A nostro avviso questo messaggio viene amplificato attraverso la storia dei due fratelli; il primo rapito dalle braccia della madre Dalia da neonato diventa un soldato israeliano, il secondo Yussef, si arruola alla resistenza palestinese. Fratelli senza saperlo, la vita li ha portati a schierarsi sui due fronti opposti e a diventare nemici.
Sarà poi l’amore che porterà entrambi a comprendere che il male genera solo altro male. Questa consapevolezza lascia intravedere ancora una volta la speranza, coprotagonista del libro.
“Ogni mattina a Jenin” è un romanzo d’amore. L’amore per la Palestina, l’amore per l’amore, l’amore per i palestinesi. L’amore secondo i palestinesi. L’amore patriottico e sconsolato, l’amore orgoglioso e fiero, l’amore romantico che intreccia le vite dei protagonisti continuando a tessere le trame di un popolo che non vuole smettere di esistere.

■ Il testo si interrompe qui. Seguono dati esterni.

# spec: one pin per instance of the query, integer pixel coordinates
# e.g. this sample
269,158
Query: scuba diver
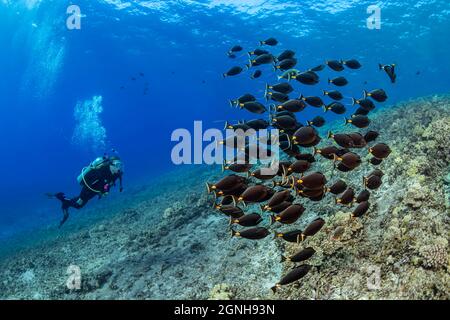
95,180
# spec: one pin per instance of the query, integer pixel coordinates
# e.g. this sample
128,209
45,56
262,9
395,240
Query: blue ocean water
67,96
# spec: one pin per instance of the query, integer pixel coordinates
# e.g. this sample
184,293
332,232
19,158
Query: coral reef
166,243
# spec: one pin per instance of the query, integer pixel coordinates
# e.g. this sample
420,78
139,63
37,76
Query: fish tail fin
272,219
365,94
315,151
266,91
208,187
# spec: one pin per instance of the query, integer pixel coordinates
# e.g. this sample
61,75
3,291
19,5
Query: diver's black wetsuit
97,182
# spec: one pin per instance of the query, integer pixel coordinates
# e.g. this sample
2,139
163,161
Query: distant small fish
233,72
294,275
390,71
339,81
269,42
335,65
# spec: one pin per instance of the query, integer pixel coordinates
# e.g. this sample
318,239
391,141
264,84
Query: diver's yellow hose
85,183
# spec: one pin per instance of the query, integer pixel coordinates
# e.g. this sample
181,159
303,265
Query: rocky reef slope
170,244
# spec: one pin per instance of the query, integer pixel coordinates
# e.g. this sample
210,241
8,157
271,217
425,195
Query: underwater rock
434,256
221,291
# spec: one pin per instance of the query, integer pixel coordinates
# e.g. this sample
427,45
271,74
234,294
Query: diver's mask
116,167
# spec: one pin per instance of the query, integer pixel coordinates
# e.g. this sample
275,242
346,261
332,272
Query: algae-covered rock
221,291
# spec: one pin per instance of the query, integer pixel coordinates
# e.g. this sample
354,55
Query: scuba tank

L’amore sboccia nell’aridità: nella terra di Palestina brulla, nel campo profughi devastato, nel cuore distrutto di Jolanta e nel suo ventre prosciugato dalle angherie naziste. L’amore di Amal per Sara, che è un amore sofferto. Sara ricorda ad Amal la Palestina, e Majid, e tutto ciò che ha perduto e ha dovuto accettare sotto forme diverse – se stessa in primis. L’amore sparisce e si spegne talvolta, ma è sempre presente.
L’amore vive nell’interiorità delle donne protagoniste, si sviluppa e si acquieta seguendo gli andamenti dei loro cuori. L’amore di Dalia per Darwish è rinnegato, e forse con esso l’amore per la terra. L’amore è contraddittorio e sfaccettato: per amore Moshe ruba un bambino, e per amore Jolanta lo alleva nascondendogli l’atrocità del suo segreto.

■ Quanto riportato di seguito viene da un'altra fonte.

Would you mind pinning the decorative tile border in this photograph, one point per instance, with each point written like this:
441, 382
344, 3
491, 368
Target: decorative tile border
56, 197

L’autrice riesce a dipingere un quadro più elaborato e complesso dietro a questioni che vengono polarizzate. La causa palestinese, il rapporto madre-figlia, il rapimento di un neonato: tutto può sembrare piatto e facile da giudicare. Abulhawa sa rendere giustizia a situazioni umane complesse, senza appiattire il giudizio e regalando un contesto prezioso per l’interpretazione dei fatti.